The Scriptural witness really is not about all that. There are some predictions, certainly, and some, well, bizarre behaviour (Jeremiah burying his undergarments comes to mind), but for the most part the job of the prophet is to communicate what God is thinking, what God finds important, and what God wants His people to be doing. Many future predictions were conditional, but much of that was to amend current behaviour to align with God's priorities: mercy, love, justice, righteousness, peace.
What is unusual in the Scriptural witness are female prophets, likely not because God did not bestow that grace upon women but likely because men were less inclined to write it down. Miriam sister of Moses was considered a prophet, Huldah from the late period of the Kingdom of Judah was also called a prophet, but there are two more often not considered to be a prophet who most clearly fit the bill: Elizabeth, wife of Zechariah the Priest and mother of John the Baptist, and Mary, the Mother of Our Lord.
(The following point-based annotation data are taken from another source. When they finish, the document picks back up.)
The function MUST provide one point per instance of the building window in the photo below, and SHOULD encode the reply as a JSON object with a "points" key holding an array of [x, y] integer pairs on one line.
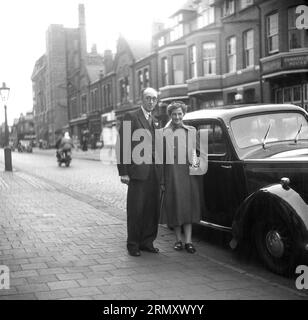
{"points": [[165, 75], [109, 97], [161, 41], [104, 96], [73, 108], [246, 3], [146, 75], [231, 54], [228, 8], [84, 103], [248, 49], [124, 89], [231, 97], [297, 94], [292, 94], [287, 94], [178, 69], [192, 62], [140, 82], [177, 32], [278, 96], [272, 33], [249, 96], [206, 16], [94, 100], [209, 58], [296, 36]]}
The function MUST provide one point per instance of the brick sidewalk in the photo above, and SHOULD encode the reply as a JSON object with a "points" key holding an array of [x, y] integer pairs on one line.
{"points": [[59, 247], [106, 155]]}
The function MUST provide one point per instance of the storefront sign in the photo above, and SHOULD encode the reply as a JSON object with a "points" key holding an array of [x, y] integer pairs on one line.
{"points": [[302, 20], [272, 65], [295, 61]]}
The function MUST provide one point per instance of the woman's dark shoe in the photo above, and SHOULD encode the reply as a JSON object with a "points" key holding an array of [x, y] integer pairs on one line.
{"points": [[178, 246], [190, 248], [151, 249]]}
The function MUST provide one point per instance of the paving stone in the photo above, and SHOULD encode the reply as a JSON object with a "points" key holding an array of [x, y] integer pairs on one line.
{"points": [[52, 295], [64, 284], [84, 291]]}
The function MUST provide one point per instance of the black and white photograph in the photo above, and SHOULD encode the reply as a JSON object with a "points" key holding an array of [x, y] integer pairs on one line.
{"points": [[154, 154]]}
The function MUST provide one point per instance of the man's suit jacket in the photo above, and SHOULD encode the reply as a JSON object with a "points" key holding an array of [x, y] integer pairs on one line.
{"points": [[138, 121]]}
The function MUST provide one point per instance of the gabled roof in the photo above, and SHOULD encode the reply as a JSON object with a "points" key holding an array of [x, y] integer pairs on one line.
{"points": [[94, 65], [189, 5], [139, 48], [39, 64]]}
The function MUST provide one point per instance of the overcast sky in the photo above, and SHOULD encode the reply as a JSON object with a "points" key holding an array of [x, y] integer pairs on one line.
{"points": [[23, 24]]}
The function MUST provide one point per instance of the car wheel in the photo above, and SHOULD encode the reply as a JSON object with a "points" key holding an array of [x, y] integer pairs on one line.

It is in the story of the visitation that this fleshes out. Upon their meeting, Elizabeth is "filled with the Holy Spirit", a certain sign of prophetic utterance, and Mary utters the Magnificat, a recast of Hannah's prophetic prayer when told she would bear the prophet Samuel (oh, wait, there's another female Old Testament prophet...). Elizabeth calls out Mary to be the Mother of the Messiah, much as her son John later calls out Jesus to be the Messiah. Mary responds back with a hymn and prayer of God's everlasting justice and mercy. Together they proclaim God's visitation to His people within their visitation together, truly a prophetic act.
Today many of us content ourselves with reading the stories of the prophets and ignore the prophets among us today proclaiming the good news of God's will and God's message for us. Calls for justice for the poor and the marginalized, calls for the amendment of our lives to walk the paths of righteousness and love (NOT mutually exclusive, NOT only complementary, but in essence the same), and to look for the salvation of Our God. As we await our long-expected Messiah, commemorating his birth so long ago in Bethlehem, let us remember to hear the voices of the prophets, Mary and Elizabeth among them.